Background: The increasing generation of biological waste and the associated environmental concerns have highlighted the necessity of reutilising these materials and converting them into value-added products. In this context, the use of
mineral-rich biowaste through simple and low-cost methods can lead to the production of knowledge-based materials within the framework of green chemistry. Aim: The objective of this study was to utilise waste bones of Hoover fish collected from the Persian Gulf coastline as a sustainable, low-cost, and environmentally friendly source for the extraction of nano-hydroxyapatite, to determine the simplest and most efficient extraction conditions, to prepare its nanocomposites and hydrogels, and to evaluate their applications in photocatalytic, electrochemical, and water treatment systems for the removal of heavy metals and organic dyes.
Methodology: This research was conducted as a laboratory-based experimental study.
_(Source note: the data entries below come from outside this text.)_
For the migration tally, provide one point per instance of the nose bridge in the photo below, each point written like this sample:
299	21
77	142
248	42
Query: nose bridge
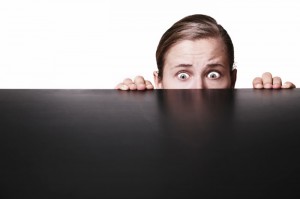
199	84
After appropriate pre-treatment, Hoover fish bones were calcined at different temperatures and durations, and the optimal extraction conditions were determined. Structural and physicochemical characterisation of the extracted hydroxyapatite was performed using XRD, FTIR, SEM, BET, and EDX analyses. The photocatalytic performance of the samples was evaluated through the degradation
of methylene blue under solar irradiation, and the degradation mechanism was investigated using LC–MS. Furthermore, hydroxyapatite/gelatin nanocomposites were prepared and employed as electrode modifiers in cyclic voltammetry and
differential pulse voltammetry (DPV). Subsequently, various hydroxyapatite-based hydrogels were synthesised using glutaraldehyde and poly(vinyl alcohol), and their lead ion adsorption performance was investigated.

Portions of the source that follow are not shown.